Berlet remarks that rightists of all kinds are “eager to reframe issues in ways that invoke racialized fears” among white citizens (p. 27). Interestingly, as I read this, I thought of the recent exchange on this blog regarding Jessie Daniels’ post on the Grant police brutality case. I think some of the reaction to Jessie’s analysis reflects the success of the previous political administration and various right-wing groups in convincing many of us that we have much of which to be afraid and from which we need protection. The law-and-order, lock-em-up approach to criminal offending in this country – so much a part of the “War on Drugs,” as well as the “War on Terrorism” – has garnered widespread mainstream support and resulted in a dramatic rise in incarceration rates such that the United States now has more citizens in prison than any other country in the world. Many people are convinced that the police must be aggressive in combating crime and catching “bad guys,” and in doing so, they may make some mistakes, but they’re “honest mistakes”; the police, after all, are “just doing their job” (image from here).
Ironically, crime in the United States has declined fairly steadily since the 1990s, and many criminologists attribute at least some of this decline to the prosperous economy during this period. Given the current economic crisis, we can be fairly confident that crime rates will be on the upswing, and we are likely to hear an outcry for more police intervention. I doubt, however, if many of those who demand such action will be expecting law enforcement to arrest the “white collar” offenders on Wall Street who precipitated this mess in the first place, or those in the previous administration whose gutting of regulatory legislation helped fuel Wall Street greed. Such offenders are rarely considered “criminals” and their offenses aren’t viewed as “real crimes.” Instead of “crime in the suites,” law enforcement will be focused on crime in the streets, and those most likely to be caught up in any new “crime crackdown” will be those who are always the first targets of law enforcement: the poor, and racial and ethnic minorities who are disproportionately represented among the poor.
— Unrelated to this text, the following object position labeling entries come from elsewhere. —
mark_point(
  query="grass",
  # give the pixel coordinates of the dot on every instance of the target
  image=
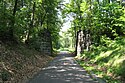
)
(106, 60)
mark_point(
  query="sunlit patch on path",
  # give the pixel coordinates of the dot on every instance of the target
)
(63, 69)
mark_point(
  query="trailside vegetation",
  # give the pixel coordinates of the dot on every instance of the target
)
(101, 25)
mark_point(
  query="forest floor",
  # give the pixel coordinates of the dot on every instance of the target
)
(18, 62)
(63, 69)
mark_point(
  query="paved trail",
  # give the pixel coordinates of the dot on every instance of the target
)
(63, 69)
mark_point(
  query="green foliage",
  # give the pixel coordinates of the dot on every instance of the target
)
(108, 55)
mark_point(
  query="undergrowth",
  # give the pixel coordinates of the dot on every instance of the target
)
(106, 60)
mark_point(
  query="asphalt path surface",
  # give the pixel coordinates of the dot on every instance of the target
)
(63, 69)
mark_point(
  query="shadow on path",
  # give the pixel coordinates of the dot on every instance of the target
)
(63, 69)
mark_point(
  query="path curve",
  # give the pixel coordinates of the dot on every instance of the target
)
(63, 69)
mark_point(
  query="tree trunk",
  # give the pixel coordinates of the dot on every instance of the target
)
(11, 31)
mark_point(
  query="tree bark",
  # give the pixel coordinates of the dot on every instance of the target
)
(31, 24)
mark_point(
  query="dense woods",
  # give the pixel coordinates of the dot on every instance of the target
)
(96, 35)
(98, 28)
(25, 20)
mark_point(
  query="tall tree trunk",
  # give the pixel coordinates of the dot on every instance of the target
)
(77, 35)
(11, 31)
(31, 24)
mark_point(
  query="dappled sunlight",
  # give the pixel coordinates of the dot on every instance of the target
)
(64, 69)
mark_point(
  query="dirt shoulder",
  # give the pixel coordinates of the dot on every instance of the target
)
(18, 63)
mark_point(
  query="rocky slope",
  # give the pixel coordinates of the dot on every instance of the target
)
(18, 63)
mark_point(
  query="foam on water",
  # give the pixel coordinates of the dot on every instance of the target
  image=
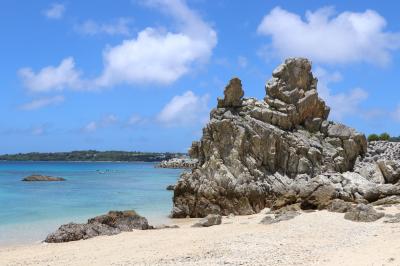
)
(30, 210)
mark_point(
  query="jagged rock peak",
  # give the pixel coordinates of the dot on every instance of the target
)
(233, 94)
(255, 154)
(292, 95)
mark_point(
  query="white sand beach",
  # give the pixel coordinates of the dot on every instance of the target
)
(313, 238)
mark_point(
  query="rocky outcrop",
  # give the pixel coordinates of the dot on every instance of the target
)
(170, 187)
(209, 220)
(363, 213)
(276, 152)
(279, 217)
(35, 178)
(381, 164)
(178, 163)
(109, 224)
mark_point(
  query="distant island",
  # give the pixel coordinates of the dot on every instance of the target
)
(92, 155)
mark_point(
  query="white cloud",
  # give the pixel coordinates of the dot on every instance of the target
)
(154, 56)
(185, 109)
(52, 78)
(104, 122)
(56, 11)
(118, 27)
(90, 127)
(345, 38)
(342, 104)
(43, 102)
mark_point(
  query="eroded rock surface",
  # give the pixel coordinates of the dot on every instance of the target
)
(363, 213)
(276, 152)
(109, 224)
(209, 220)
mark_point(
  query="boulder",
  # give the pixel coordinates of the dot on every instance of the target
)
(170, 187)
(279, 217)
(392, 218)
(110, 224)
(233, 94)
(363, 213)
(123, 220)
(272, 153)
(73, 232)
(34, 178)
(338, 205)
(209, 220)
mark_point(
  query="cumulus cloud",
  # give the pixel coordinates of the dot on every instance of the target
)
(55, 11)
(42, 102)
(52, 77)
(118, 27)
(396, 114)
(104, 122)
(342, 104)
(185, 109)
(325, 38)
(155, 56)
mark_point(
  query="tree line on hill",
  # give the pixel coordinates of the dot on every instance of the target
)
(383, 137)
(92, 155)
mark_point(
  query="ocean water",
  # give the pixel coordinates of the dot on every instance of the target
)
(31, 210)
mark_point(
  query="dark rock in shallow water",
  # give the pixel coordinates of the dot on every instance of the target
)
(170, 187)
(33, 178)
(73, 232)
(109, 224)
(363, 213)
(209, 220)
(123, 220)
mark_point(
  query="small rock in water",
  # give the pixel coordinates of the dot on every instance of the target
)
(109, 224)
(170, 187)
(209, 220)
(35, 178)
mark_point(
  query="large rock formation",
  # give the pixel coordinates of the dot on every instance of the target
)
(255, 154)
(112, 223)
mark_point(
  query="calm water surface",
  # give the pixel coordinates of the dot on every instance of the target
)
(31, 210)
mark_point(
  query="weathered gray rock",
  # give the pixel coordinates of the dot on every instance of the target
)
(123, 220)
(338, 205)
(387, 201)
(363, 213)
(273, 153)
(170, 187)
(279, 217)
(35, 178)
(209, 220)
(392, 218)
(73, 232)
(233, 95)
(381, 164)
(110, 224)
(184, 163)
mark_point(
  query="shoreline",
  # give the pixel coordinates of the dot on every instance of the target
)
(312, 238)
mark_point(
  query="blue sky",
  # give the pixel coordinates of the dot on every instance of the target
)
(144, 74)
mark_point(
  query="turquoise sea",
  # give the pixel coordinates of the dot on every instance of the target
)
(31, 210)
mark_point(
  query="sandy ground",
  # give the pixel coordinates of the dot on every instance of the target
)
(315, 238)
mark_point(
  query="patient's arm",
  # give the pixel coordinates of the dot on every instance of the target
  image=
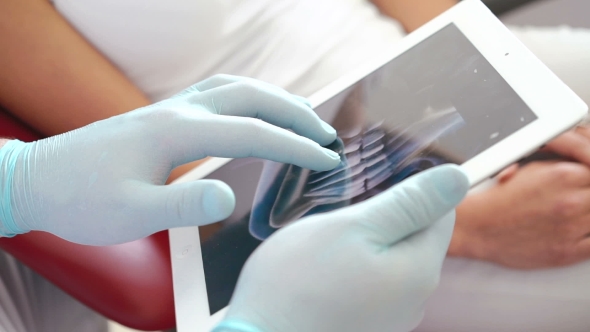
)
(413, 13)
(51, 77)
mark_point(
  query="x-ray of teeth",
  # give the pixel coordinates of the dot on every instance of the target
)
(439, 102)
(373, 157)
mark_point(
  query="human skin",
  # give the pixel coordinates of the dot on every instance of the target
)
(537, 216)
(55, 81)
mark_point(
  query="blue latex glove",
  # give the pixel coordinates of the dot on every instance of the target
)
(104, 183)
(368, 267)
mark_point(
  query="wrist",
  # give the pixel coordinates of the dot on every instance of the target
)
(10, 155)
(465, 243)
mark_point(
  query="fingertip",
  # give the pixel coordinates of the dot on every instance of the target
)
(330, 134)
(218, 200)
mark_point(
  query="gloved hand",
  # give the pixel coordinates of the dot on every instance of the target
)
(368, 267)
(104, 183)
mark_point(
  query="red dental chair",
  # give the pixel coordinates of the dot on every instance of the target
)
(129, 283)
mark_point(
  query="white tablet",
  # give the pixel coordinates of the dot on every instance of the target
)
(461, 89)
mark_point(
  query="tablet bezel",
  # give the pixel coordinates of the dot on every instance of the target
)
(557, 107)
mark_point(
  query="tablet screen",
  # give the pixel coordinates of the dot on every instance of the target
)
(439, 102)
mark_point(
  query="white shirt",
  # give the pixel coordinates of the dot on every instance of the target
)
(165, 46)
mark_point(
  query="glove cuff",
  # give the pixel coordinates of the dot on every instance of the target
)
(234, 325)
(9, 154)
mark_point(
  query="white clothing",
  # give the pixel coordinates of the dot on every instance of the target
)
(302, 45)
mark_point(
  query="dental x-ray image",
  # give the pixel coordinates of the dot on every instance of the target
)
(439, 102)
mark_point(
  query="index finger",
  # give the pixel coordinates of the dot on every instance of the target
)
(254, 100)
(571, 145)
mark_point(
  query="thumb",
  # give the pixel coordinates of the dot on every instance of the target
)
(413, 204)
(188, 204)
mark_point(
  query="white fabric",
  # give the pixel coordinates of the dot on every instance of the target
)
(303, 45)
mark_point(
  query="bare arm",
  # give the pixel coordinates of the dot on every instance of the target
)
(413, 13)
(51, 77)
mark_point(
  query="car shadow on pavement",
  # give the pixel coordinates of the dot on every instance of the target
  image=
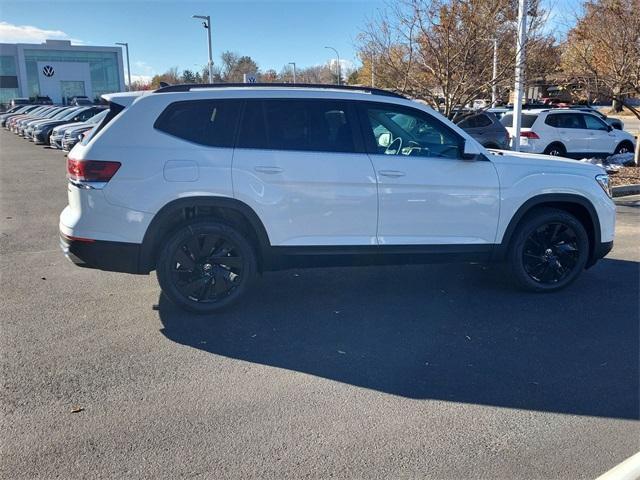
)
(458, 333)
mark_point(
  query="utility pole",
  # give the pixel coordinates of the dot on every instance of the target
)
(494, 85)
(520, 66)
(126, 47)
(207, 25)
(294, 71)
(339, 70)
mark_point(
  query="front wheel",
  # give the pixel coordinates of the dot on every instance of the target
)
(206, 266)
(624, 147)
(549, 250)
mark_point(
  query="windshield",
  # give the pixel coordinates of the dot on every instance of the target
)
(72, 114)
(61, 114)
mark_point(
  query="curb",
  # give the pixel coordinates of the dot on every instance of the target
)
(623, 190)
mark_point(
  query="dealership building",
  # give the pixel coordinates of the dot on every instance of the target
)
(59, 70)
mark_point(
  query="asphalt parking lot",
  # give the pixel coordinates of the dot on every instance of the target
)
(440, 371)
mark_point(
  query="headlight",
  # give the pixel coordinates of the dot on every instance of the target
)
(604, 182)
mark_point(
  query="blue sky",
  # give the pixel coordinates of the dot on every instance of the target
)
(162, 34)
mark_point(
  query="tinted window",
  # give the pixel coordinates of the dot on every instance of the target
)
(307, 125)
(475, 121)
(207, 122)
(570, 120)
(528, 119)
(402, 131)
(594, 123)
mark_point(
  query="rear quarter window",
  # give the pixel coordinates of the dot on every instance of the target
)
(205, 122)
(528, 119)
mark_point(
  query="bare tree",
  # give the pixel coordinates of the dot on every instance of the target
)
(603, 50)
(441, 51)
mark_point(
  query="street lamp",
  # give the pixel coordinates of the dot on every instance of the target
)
(494, 84)
(126, 46)
(207, 25)
(294, 71)
(339, 71)
(520, 64)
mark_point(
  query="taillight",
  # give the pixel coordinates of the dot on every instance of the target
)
(532, 135)
(91, 170)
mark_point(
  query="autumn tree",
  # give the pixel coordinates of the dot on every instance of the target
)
(602, 51)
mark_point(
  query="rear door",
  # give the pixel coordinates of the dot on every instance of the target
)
(300, 165)
(428, 194)
(600, 140)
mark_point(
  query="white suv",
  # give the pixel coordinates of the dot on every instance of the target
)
(210, 185)
(568, 133)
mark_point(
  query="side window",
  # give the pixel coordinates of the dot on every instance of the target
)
(570, 120)
(207, 122)
(551, 120)
(253, 129)
(482, 121)
(391, 130)
(594, 123)
(308, 125)
(469, 122)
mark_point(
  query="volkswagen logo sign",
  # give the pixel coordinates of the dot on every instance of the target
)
(48, 71)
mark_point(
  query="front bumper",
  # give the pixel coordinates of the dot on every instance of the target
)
(101, 254)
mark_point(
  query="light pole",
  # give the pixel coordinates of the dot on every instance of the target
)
(373, 74)
(494, 84)
(294, 71)
(520, 63)
(126, 47)
(207, 25)
(339, 70)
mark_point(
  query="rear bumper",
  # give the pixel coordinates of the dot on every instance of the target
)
(101, 254)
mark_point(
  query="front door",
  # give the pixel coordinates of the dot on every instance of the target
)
(428, 195)
(298, 164)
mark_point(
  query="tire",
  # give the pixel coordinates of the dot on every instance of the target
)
(555, 150)
(624, 147)
(206, 266)
(549, 250)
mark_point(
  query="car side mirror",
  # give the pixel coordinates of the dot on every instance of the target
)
(384, 140)
(471, 151)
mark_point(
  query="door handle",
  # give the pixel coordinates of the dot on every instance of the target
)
(391, 173)
(267, 169)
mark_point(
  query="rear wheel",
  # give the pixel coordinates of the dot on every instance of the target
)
(549, 250)
(206, 266)
(555, 150)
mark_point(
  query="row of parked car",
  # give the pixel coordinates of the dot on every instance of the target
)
(56, 126)
(572, 131)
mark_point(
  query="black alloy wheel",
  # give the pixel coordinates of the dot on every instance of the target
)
(551, 253)
(548, 251)
(206, 266)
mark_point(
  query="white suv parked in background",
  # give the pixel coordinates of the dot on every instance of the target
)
(568, 133)
(210, 185)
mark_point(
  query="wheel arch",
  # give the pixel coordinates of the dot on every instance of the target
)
(187, 209)
(579, 206)
(556, 142)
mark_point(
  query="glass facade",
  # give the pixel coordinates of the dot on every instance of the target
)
(8, 79)
(105, 77)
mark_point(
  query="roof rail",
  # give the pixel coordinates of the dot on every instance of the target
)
(186, 87)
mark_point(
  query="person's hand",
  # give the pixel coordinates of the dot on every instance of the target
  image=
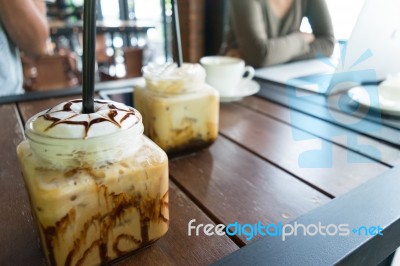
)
(308, 37)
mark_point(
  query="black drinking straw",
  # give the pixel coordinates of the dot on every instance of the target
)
(177, 31)
(89, 47)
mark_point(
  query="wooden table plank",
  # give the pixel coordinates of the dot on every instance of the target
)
(387, 154)
(274, 141)
(18, 235)
(331, 102)
(235, 185)
(177, 248)
(303, 104)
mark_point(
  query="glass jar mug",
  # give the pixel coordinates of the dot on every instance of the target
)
(180, 111)
(98, 187)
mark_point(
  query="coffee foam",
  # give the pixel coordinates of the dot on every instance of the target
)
(63, 137)
(66, 120)
(169, 78)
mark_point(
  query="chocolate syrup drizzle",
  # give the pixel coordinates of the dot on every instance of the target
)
(147, 208)
(113, 112)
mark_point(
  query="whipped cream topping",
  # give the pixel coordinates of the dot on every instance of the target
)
(171, 79)
(66, 121)
(172, 71)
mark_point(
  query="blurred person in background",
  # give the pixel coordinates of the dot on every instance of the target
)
(23, 25)
(267, 32)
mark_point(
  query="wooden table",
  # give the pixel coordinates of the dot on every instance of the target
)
(250, 174)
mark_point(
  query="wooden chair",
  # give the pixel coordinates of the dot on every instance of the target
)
(51, 72)
(133, 62)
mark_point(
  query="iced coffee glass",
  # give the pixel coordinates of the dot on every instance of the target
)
(98, 187)
(180, 111)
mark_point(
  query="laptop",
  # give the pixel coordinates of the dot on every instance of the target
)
(371, 53)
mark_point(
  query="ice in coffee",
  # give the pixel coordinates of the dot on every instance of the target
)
(180, 111)
(98, 187)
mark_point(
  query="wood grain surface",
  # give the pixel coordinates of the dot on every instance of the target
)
(274, 141)
(328, 131)
(19, 239)
(236, 185)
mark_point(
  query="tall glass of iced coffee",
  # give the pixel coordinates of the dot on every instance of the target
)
(98, 188)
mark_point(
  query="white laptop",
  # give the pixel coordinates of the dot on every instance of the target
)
(372, 52)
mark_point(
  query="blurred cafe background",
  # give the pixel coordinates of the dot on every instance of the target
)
(132, 33)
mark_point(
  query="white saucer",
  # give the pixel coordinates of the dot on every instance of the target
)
(245, 88)
(387, 104)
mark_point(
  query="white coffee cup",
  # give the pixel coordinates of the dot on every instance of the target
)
(226, 74)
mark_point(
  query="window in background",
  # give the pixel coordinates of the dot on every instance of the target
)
(344, 15)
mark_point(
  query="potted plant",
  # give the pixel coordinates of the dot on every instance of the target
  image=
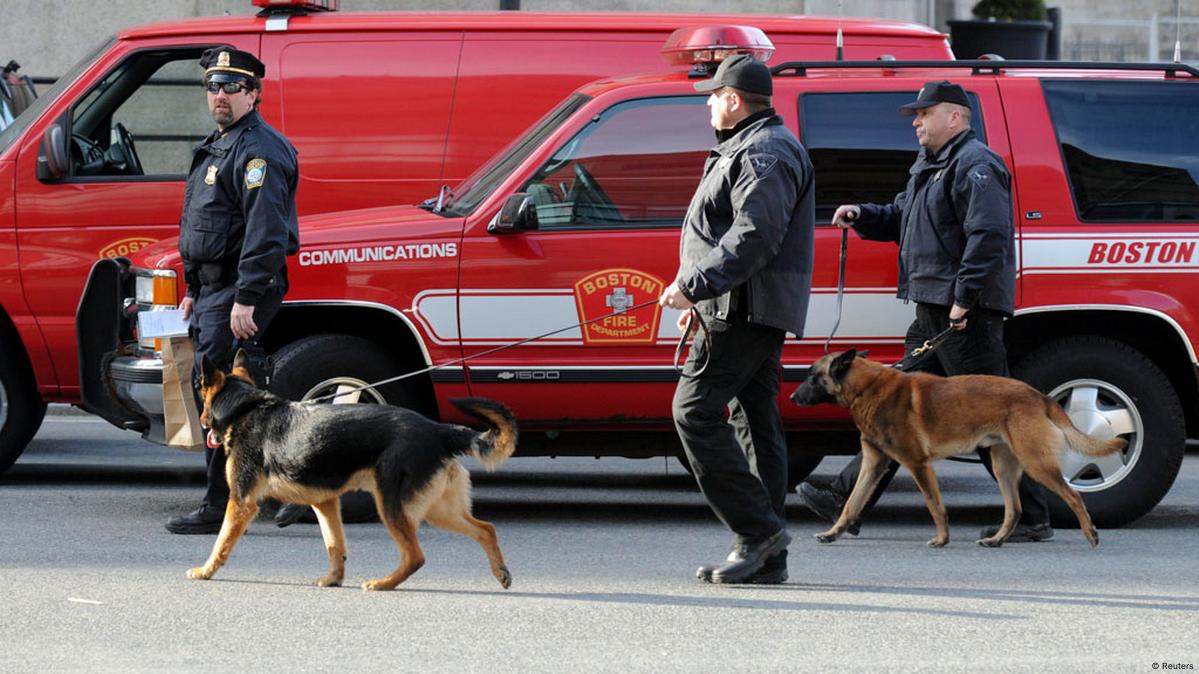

But this time, we have a liberal Democratic president in office, who also happens to be African American, which returns me to my opening concern. If crime increases during Obama’s first term in office – and it most certainly will – rightists will likely use it to invoke racialized fears.
No doubt some of the comments about Jessie’s original post on the Grant case were offered by members of rightist groups, who lurk on progressive blogs to try to disrupt the dialogue. I see this not infrequently on feminist sites when members of fathers’ rights groups post comments about women being as violent as men or claims that divorcing mothers falsely accuse their spouses of abuse. This, though, actually bothers me less than attempts to saturate the mainstream with racist fears. If rightists feel the need to infiltrate a progressive blog such as this one, we must be doing our work well; they’ve noticed us and we’re cause for them to be concerned. What is more important, then, is for progressives to be certain not to just talk among ourselves and to like-minded folks, but to discuss these critical issues more broadly and to debunk racist myths whenever and wherever we find them. In other words, we need to knock down the racist beehive.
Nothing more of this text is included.